David Dulio, qui enseigne le financement de campagne en tant que directeur du centre pour l’engagement civique à l’Université d’Oakland dans le Michigan, a qualifié l’accord de la majorité démocrate de « un autre regard sur le monde mystérieux et trouble » du financement de campagne.

Les deux parties participent. Les dépenses républicaines destinées aux élections de mi-mandat pourraient inclure des injections importantes de la part du super PAC du président Trump, MAGA Inc. De riches donateurs ont contribué de manière significative aux 300 millions de dollars de l’organisation depuis les élections de 2024, selon les archives fédérales – une somme record. Il a collecté 96 % des fonds auprès de donateurs ayant donné 1 million de dollars ou plus, tandis que 62 % provenaient de donateurs ayant donné au moins 5 millions de dollars, selon un rapport du Brennan Center for Justice.

Alex Pfeiffer, porte-parole de MAGA Inc., a déclaré à CBS News que le groupe « s’engage à conserver et à renforcer les majorités républicaines à la Chambre et au Sénat », mais il a refusé de partager ce qu’il a appelé ses « plans de bataille ».

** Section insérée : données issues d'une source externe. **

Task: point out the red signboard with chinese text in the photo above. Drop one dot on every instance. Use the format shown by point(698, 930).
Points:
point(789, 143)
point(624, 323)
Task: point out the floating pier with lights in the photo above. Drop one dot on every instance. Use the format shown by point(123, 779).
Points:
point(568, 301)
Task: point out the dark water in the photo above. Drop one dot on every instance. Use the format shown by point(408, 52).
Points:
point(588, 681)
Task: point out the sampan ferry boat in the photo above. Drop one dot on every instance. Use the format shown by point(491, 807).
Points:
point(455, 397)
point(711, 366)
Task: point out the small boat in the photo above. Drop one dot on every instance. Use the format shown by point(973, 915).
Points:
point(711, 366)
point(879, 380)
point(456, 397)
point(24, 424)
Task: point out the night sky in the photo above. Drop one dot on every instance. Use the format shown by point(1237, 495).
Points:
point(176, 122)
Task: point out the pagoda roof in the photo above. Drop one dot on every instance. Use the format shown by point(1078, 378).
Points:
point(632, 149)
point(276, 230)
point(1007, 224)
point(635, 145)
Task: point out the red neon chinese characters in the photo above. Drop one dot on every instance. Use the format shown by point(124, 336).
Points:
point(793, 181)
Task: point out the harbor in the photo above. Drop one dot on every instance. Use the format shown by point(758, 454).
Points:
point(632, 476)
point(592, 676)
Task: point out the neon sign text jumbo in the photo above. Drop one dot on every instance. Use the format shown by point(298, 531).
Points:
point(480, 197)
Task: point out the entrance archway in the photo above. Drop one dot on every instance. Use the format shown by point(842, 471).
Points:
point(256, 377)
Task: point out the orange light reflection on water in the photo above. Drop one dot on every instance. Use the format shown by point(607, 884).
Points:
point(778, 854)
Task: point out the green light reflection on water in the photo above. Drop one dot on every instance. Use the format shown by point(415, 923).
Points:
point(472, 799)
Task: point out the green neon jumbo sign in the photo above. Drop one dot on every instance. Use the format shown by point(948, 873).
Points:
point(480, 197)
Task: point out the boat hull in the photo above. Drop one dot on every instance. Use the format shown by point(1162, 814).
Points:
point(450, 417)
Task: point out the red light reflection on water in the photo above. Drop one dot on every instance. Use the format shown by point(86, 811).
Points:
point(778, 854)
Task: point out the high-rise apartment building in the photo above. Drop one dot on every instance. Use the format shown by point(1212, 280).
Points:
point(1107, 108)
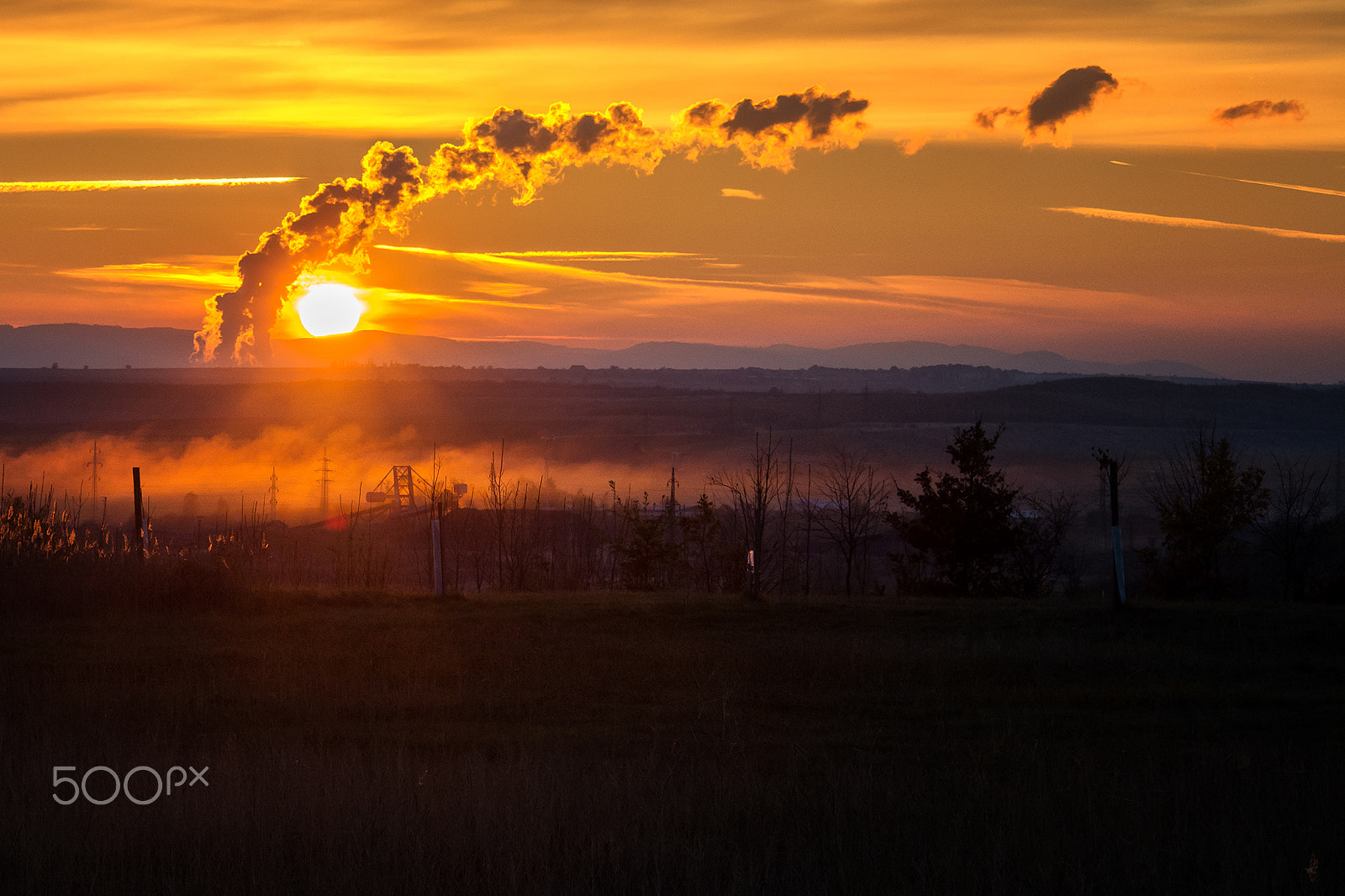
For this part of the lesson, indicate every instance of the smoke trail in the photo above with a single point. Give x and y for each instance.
(508, 150)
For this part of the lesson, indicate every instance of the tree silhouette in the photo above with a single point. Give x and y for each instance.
(963, 522)
(856, 506)
(1204, 498)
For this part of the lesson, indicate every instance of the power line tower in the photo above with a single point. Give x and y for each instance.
(93, 465)
(273, 493)
(324, 483)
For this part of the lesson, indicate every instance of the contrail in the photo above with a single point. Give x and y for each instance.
(511, 151)
(80, 186)
(1138, 217)
(1261, 183)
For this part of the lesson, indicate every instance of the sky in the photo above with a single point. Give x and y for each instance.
(1116, 182)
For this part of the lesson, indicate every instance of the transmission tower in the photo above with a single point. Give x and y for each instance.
(273, 493)
(324, 482)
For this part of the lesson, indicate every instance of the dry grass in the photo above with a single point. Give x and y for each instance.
(569, 743)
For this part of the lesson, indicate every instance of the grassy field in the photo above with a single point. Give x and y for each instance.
(665, 744)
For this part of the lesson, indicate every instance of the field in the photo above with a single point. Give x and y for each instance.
(662, 744)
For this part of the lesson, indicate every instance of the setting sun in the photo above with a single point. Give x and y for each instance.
(329, 308)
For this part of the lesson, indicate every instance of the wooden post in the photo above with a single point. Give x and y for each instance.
(140, 526)
(1118, 561)
(437, 557)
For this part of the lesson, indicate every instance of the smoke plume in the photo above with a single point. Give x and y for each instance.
(508, 150)
(1069, 94)
(1261, 109)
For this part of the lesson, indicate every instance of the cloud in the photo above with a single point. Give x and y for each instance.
(1262, 109)
(1322, 192)
(82, 186)
(1199, 222)
(193, 272)
(508, 150)
(1069, 94)
(771, 131)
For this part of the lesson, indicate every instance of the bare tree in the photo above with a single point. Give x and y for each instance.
(753, 492)
(1205, 498)
(856, 509)
(1042, 524)
(1297, 502)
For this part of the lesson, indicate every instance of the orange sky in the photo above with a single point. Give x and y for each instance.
(1217, 242)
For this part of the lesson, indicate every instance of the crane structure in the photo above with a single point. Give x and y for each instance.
(403, 492)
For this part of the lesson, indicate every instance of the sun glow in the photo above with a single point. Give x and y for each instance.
(329, 308)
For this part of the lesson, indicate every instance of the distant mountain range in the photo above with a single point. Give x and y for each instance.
(105, 346)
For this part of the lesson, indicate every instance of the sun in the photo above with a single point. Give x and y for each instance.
(329, 308)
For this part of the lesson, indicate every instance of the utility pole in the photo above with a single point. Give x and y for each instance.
(1111, 470)
(94, 466)
(140, 526)
(273, 492)
(324, 483)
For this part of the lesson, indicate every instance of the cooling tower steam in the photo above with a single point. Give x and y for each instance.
(511, 151)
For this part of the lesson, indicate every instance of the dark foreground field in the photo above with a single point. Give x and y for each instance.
(658, 744)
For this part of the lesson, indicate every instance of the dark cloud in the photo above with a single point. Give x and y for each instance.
(1071, 93)
(508, 150)
(988, 119)
(768, 132)
(1262, 109)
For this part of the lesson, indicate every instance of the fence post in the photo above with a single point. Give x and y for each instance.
(140, 526)
(437, 555)
(1118, 561)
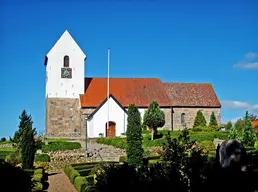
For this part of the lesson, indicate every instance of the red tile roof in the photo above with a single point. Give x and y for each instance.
(192, 95)
(138, 91)
(255, 123)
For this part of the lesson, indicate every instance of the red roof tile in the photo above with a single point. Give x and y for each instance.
(192, 95)
(138, 91)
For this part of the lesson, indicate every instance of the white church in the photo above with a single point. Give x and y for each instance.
(75, 103)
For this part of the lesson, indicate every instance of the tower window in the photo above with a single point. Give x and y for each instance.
(66, 61)
(183, 118)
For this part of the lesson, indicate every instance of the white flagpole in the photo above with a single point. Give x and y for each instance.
(108, 87)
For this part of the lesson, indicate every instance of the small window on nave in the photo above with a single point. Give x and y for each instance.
(66, 61)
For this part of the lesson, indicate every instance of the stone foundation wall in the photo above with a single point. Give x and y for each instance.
(63, 117)
(190, 114)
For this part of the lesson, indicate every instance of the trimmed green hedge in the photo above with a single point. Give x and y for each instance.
(60, 146)
(38, 179)
(3, 154)
(73, 174)
(85, 172)
(42, 158)
(80, 183)
(147, 143)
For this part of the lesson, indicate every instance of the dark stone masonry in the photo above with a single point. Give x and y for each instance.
(63, 117)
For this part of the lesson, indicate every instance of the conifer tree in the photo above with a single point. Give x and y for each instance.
(154, 118)
(199, 120)
(213, 120)
(24, 119)
(26, 142)
(134, 148)
(249, 135)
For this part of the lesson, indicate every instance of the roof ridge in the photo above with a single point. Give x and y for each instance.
(122, 78)
(187, 83)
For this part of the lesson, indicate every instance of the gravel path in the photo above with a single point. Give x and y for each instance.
(59, 182)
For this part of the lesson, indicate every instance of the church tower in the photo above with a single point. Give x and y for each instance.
(64, 83)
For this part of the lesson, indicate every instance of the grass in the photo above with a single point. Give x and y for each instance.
(60, 146)
(147, 143)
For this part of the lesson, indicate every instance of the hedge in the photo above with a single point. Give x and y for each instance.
(60, 146)
(73, 174)
(147, 143)
(42, 158)
(80, 183)
(38, 179)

Les plus grands donateurs de MAGA Inc. comprennent le milliardaire républicain Jeff Yass, un investisseur basé en Pennsylvanie, le directeur de l’énergie Kelcy Warren, ainsi que le président d’OpenAI Greg Brockman et son épouse, Anna Brockman, selon les archives fédérales. Il a également reçu au moins 88 millions de dollars depuis juillet 2024 de Securing American Greatness, une organisation à but non lucratif alignée sur Trump qui n’est pas tenue par l’IRS de divulguer ses donateurs.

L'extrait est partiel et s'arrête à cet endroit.